= Invertible sheaf =

Type of sheaf of modules

In mathematics, an invertible sheaf is a sheaf on a ringed space that has an inverse with respect to tensor product of sheaves of modules. It is the equivalent in algebraic geometry of the topological notion of a line bundle. Due to their interactions with Cartier divisors, they play a central role in the study of algebraic varieties.

==Definition==
Let (X, O_{X}) be a ringed space. Isomorphism classes of sheaves of O_{X}-modules form a monoid under the operation of tensor product of O_{X}-modules. The identity element for this operation is O_{X} itself. Invertible sheaves are the invertible elements of this monoid. Specifically, if L is a sheaf of O_{X}-modules, then L is called invertible if it satisfies any of the following equivalent conditions:
- There exists a sheaf M such that $L \otimes_{\mathcal{O}_X} M \cong \mathcal{O}_X$.
- The natural homomorphism $L \otimes_{\mathcal{O}_X} L^\vee \to \mathcal{O}_X$ is an isomorphism, where $L^\vee$ denotes the dual sheaf $\underline{\operatorname{Hom}}(L, \mathcal{O}_X)$.
- The functor from O_{X}-modules to O_{X}-modules defined by $F \mapsto F \otimes_{\mathcal{O}_X} L$ is an equivalence of categories.
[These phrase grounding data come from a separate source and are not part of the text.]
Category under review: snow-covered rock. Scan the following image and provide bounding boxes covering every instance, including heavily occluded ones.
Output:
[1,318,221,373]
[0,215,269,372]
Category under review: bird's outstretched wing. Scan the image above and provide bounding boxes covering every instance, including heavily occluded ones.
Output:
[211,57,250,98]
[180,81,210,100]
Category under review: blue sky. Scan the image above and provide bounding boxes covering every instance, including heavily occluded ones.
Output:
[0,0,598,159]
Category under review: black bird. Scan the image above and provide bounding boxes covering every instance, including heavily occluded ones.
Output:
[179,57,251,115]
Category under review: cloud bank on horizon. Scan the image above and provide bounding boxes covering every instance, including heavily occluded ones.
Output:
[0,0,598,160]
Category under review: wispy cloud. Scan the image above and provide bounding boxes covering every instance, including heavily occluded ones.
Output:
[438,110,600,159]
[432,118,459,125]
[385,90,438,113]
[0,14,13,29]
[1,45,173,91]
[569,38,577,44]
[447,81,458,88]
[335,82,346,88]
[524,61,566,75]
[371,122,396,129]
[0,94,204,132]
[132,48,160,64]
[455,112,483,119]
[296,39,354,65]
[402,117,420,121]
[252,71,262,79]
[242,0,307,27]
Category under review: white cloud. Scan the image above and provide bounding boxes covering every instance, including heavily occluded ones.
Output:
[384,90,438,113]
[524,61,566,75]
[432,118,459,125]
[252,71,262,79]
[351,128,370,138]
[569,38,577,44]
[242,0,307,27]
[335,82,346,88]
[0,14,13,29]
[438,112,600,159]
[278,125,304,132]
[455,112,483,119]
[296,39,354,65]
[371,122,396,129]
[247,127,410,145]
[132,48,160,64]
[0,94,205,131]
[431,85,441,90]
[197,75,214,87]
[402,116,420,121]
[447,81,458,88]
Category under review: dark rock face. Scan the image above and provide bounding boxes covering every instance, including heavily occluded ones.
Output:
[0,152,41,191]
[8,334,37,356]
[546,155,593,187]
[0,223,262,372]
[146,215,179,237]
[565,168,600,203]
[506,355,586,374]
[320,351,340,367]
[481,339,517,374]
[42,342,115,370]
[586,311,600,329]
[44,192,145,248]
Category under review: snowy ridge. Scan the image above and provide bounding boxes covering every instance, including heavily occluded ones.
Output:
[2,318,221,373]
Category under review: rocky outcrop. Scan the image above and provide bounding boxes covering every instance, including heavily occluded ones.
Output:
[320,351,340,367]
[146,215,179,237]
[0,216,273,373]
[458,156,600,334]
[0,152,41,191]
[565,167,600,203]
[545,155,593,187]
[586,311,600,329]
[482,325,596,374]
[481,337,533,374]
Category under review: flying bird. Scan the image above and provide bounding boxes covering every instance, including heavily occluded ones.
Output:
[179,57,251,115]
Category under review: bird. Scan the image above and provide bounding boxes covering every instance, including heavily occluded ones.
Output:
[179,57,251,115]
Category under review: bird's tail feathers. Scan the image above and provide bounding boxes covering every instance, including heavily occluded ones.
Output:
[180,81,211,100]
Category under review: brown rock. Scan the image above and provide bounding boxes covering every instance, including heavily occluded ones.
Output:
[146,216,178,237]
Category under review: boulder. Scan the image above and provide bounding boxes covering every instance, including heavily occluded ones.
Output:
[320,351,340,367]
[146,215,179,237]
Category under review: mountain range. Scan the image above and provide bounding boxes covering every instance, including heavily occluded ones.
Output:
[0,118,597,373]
Every locally free sheaf of rank one is invertible. If X is a locally ringed space, then L is invertible if and only if it is locally free of rank one. Because of this fact, invertible sheaves are closely related to line bundles, to the point where the two are sometimes conflated.

==Examples==
Let X be an affine scheme Spec R. Then an invertible sheaf on X is the sheaf associated to a rank one projective module over R. For example, this includes fractional ideals of algebraic number fields, since these are rank one projective modules over the rings of integers of the number field.

==The Picard group==

Quite generally, the isomorphism classes of invertible sheaves on X themselves form an abelian group under tensor product. This group generalises the ideal class group. In general it is written

$\mathrm{Pic}(X)$

with Pic the Picard functor. Since it also includes the theory of the Jacobian variety of an algebraic curve, the study of this functor is a major issue in algebraic geometry.

The direct construction of invertible sheaves by means of data on X leads to the concept of Cartier divisor.